American politician (born 1958)

Enid Greene Mickelsen, formerly Enid Greene Waldholtz (born June 5, 1958), is an American politician from the state of Utah who served one term in the United States House of Representatives. She was the third woman and first Republican woman elected to Congress from Utah.

==Early life==
Greene was born in San Rafael, California, to naval officer and financier D. Forrest Greene and Gerda Marie Beyer. She is one of five children. She graduated from East High School and earned her B.A. from the University of Utah in 1980. She received her J.D. degree from Brigham Young University in 1983.

She worked as a lawyer for software company Novell and then at a Salt Lake City law firm. She was deputy chief of staff for Governor Norman H. Bangerter.

Mickelsen and Jon Huntsman Jr. were co-directors of Ronald Reagan's campaign in Utah.

==Career==
===Run for the U.S. House of Representatives===
While serving as chair of the Young Republican National Federation (YRNF), Enid met Joe Waldholtz, and they were soon in a relationship. Greene ran for the House of Representatives in 1992 against Karen Shepherd for the Utah Second District, which was entirely contained in Salt Lake County at that time, losing by four percentage points.

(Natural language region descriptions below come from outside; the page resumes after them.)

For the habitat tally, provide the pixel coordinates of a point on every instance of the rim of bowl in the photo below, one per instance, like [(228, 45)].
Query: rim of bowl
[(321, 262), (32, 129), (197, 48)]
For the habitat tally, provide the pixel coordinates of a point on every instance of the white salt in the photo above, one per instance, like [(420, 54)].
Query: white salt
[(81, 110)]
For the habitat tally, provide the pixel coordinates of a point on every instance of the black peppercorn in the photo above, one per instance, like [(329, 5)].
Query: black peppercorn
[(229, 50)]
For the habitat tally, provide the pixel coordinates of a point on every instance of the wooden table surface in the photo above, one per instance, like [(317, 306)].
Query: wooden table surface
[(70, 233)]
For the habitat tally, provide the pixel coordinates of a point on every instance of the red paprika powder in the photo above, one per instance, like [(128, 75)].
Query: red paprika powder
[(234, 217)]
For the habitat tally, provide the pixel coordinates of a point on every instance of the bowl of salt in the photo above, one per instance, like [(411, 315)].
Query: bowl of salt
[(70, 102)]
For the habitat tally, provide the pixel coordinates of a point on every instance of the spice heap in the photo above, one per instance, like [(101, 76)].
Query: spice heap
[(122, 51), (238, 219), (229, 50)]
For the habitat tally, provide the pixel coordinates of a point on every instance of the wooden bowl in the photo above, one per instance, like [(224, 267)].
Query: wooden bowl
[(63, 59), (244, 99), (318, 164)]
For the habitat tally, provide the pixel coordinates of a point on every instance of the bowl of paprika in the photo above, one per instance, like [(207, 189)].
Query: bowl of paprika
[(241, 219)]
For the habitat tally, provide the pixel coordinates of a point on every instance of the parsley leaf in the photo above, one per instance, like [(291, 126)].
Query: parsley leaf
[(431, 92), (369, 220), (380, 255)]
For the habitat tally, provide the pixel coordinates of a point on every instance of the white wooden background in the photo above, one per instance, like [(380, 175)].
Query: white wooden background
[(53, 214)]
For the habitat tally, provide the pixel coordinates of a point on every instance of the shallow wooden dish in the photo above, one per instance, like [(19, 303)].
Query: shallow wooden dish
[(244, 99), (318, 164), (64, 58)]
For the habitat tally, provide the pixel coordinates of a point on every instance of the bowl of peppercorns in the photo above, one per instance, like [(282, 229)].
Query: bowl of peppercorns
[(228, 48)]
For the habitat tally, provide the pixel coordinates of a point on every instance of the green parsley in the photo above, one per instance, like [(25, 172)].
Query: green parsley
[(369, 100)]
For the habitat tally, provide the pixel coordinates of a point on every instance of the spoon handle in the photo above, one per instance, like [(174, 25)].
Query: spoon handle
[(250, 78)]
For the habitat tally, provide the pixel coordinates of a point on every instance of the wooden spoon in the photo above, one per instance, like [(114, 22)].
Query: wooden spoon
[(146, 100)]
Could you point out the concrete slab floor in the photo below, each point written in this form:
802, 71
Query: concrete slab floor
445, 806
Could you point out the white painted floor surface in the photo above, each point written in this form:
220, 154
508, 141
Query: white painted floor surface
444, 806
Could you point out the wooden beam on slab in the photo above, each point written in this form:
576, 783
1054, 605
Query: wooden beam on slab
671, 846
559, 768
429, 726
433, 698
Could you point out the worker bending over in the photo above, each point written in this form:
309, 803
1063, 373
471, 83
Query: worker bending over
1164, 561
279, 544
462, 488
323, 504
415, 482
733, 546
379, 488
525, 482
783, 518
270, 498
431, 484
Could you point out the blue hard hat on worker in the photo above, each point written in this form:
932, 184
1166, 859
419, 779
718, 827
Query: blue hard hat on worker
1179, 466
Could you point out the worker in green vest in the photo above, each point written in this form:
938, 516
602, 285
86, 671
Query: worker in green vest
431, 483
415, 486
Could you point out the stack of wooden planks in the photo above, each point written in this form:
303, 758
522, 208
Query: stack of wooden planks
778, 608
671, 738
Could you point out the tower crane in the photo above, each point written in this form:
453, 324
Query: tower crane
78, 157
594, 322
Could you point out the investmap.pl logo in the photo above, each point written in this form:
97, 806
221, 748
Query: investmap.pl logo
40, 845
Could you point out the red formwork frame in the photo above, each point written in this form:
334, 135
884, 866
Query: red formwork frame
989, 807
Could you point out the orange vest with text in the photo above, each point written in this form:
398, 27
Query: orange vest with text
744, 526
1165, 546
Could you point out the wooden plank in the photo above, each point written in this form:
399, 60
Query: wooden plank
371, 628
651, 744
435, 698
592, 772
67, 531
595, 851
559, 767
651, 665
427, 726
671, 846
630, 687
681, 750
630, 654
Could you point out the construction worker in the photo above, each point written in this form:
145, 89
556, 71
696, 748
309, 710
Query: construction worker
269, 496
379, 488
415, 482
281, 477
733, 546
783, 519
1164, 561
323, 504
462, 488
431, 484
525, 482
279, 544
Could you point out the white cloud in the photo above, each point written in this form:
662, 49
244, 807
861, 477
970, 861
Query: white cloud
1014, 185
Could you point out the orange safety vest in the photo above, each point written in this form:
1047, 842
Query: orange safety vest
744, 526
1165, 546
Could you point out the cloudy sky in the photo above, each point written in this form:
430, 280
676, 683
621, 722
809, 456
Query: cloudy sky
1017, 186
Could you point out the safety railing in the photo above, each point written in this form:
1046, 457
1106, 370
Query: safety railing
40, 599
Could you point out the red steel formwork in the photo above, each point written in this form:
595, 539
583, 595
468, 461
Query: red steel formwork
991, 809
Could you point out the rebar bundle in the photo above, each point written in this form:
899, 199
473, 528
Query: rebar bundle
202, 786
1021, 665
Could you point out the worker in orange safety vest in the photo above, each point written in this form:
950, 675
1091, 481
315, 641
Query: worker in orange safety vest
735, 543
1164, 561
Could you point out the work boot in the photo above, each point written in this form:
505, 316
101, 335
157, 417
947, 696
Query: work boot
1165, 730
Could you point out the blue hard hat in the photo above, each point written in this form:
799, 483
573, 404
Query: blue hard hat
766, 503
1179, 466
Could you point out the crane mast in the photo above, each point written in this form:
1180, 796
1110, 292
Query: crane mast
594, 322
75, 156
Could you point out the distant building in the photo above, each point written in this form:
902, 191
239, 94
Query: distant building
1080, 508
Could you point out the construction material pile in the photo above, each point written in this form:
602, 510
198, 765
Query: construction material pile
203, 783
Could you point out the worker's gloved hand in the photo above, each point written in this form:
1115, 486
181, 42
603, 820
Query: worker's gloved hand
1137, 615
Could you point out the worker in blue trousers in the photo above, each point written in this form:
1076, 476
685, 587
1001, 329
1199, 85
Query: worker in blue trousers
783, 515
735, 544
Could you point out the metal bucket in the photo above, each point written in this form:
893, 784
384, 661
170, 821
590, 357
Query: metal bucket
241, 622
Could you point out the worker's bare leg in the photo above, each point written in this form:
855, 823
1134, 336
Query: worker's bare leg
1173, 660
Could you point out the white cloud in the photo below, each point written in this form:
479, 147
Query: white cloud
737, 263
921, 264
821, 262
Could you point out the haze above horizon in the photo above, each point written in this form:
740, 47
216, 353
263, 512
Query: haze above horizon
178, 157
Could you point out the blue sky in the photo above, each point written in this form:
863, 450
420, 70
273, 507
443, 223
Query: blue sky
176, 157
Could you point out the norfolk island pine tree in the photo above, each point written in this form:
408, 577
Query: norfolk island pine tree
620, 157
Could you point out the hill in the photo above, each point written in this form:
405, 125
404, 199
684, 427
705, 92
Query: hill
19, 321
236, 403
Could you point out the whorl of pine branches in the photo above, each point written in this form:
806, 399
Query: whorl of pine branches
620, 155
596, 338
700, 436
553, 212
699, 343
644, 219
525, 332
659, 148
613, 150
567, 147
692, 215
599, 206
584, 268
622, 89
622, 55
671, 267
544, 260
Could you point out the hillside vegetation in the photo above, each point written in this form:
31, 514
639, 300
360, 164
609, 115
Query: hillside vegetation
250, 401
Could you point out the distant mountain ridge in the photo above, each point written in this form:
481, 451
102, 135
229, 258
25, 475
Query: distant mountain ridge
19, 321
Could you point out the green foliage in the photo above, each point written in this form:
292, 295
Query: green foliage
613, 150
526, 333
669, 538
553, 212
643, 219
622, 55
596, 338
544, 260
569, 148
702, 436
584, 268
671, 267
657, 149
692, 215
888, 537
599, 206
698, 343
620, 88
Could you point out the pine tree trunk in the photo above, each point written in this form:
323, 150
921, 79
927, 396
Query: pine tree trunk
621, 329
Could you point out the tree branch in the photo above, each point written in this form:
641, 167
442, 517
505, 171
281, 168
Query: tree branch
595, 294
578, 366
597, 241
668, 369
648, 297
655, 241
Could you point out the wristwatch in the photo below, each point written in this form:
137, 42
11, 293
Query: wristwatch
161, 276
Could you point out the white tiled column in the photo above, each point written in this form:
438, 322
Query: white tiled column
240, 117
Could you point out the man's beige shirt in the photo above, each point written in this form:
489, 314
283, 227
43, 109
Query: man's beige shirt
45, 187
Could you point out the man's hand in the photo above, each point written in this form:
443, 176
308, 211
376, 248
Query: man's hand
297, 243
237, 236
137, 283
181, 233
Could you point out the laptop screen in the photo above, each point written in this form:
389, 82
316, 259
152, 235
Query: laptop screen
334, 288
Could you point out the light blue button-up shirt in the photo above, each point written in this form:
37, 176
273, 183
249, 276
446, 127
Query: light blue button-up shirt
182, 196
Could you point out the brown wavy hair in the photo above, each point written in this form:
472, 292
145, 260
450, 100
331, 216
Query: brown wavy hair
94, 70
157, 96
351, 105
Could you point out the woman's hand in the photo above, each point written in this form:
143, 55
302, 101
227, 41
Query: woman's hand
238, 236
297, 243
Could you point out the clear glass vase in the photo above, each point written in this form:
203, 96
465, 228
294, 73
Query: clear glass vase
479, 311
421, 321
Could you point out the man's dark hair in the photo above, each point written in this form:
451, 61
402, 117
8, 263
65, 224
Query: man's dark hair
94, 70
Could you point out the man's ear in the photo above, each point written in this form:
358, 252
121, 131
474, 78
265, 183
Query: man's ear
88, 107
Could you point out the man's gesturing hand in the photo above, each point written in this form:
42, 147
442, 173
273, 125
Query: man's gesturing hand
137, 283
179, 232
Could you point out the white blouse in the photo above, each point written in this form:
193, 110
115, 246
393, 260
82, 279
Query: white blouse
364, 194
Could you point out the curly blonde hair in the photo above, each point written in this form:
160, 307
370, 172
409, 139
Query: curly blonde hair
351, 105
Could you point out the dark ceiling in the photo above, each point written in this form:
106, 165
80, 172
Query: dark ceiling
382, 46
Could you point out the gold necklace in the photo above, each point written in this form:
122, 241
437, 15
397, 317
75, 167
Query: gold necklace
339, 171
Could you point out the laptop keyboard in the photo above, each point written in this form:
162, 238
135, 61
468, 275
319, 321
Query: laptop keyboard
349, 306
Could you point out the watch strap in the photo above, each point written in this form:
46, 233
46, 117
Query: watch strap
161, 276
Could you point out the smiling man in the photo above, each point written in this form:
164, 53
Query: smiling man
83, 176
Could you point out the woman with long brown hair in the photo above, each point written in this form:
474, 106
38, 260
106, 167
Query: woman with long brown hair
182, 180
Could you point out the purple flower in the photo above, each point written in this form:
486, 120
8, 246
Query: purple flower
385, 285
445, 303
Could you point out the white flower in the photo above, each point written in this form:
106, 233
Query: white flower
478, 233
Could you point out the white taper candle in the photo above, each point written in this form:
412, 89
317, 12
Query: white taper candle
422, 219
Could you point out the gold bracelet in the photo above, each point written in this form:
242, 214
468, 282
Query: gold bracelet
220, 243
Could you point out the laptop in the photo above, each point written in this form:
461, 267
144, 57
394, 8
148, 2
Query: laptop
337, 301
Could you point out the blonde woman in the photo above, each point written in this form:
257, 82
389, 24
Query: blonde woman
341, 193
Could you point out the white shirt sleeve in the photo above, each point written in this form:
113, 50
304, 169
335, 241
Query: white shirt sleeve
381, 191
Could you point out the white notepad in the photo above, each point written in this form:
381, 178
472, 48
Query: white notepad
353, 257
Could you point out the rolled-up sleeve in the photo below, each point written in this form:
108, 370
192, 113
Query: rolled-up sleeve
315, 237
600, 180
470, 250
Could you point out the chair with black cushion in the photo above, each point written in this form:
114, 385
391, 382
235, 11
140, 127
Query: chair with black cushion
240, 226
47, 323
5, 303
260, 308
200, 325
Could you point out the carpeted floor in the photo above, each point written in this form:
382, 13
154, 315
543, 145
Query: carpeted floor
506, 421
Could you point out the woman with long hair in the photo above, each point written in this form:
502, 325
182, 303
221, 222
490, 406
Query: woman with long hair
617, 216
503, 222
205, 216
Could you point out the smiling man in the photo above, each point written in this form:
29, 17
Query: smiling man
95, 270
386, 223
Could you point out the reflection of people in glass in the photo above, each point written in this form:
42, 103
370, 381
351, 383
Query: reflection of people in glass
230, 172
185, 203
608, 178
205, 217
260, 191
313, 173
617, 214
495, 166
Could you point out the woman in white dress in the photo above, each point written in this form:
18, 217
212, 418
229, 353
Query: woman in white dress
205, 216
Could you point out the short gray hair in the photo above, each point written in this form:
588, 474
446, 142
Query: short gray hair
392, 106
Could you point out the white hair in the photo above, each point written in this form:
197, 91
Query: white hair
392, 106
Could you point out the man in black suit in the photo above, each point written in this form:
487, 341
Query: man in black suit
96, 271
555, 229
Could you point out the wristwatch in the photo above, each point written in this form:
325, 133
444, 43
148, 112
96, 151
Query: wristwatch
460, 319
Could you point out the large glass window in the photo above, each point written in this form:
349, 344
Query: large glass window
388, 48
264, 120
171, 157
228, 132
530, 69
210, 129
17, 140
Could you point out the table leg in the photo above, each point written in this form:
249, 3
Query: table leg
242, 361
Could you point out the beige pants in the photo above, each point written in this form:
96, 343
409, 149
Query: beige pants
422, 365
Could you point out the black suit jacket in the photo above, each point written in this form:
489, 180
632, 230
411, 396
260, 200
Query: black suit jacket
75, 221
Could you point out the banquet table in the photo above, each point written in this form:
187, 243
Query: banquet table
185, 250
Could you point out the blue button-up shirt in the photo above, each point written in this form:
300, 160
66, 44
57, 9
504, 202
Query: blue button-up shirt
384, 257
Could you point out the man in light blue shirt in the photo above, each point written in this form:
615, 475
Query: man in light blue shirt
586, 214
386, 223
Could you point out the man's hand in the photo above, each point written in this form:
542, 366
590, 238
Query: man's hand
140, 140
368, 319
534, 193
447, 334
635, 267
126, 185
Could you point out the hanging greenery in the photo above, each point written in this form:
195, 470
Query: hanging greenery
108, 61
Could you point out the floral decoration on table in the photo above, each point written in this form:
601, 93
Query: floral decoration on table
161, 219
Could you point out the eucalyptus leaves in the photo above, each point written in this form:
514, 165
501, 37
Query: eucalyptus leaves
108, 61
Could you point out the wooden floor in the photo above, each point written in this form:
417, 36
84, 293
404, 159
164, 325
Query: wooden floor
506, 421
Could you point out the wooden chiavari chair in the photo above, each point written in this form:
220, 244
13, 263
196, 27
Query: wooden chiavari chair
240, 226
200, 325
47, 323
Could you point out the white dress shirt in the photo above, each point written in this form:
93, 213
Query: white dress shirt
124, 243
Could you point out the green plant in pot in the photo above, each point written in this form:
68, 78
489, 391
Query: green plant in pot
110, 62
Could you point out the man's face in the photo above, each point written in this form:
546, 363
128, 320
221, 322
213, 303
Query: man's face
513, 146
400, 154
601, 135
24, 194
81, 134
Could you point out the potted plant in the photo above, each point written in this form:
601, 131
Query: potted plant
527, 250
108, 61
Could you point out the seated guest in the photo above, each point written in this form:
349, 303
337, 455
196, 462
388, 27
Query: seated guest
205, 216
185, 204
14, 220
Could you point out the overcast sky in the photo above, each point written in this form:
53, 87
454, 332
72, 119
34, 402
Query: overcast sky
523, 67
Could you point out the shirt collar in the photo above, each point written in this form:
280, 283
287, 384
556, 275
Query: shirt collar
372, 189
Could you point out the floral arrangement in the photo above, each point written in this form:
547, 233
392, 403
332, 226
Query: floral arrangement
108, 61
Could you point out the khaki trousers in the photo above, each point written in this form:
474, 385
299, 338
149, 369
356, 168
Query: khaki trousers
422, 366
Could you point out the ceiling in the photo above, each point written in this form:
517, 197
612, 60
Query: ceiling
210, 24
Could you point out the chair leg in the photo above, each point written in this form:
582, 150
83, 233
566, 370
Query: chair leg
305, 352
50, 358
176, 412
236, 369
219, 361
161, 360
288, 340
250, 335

===Second run for U.S. House of Representatives===
Greene married Waldholtz in 1993. After her marriage, Greene took the name Enid Greene Waldholtz. During her 1994 rematch against Shepherd, Joe acted as her campaign manager. Her campaign spent approximately $2 million, the most expensive House race in the country that year. Greene was swept into the 104th Congress in the Republican landslide in November. She was named to the House Rules Committee, the first freshman on that committee in over 80 years.

In March 1995, she announced she was pregnant. Greene became the second representative ever to give birth while in office (the first being Yvonne Brathwaite Burke) and the first Republican.

===Financial scandal===
Her term was marred with scandal as her campaign was accused of finance violations. Almost $1.8 million of the money spent in the 1994 campaign came from her husband, Joe, who had embezzled nearly $4 million from her father. Joe Waldholtz disappeared in November 1995 for six days before surrendering to the police. During that time, she announced that she was suing for divorce, for custody of her daughter, and to change her name to 'Enid Greene'. The Washington Post reported Waldholtz was addicted to heroin.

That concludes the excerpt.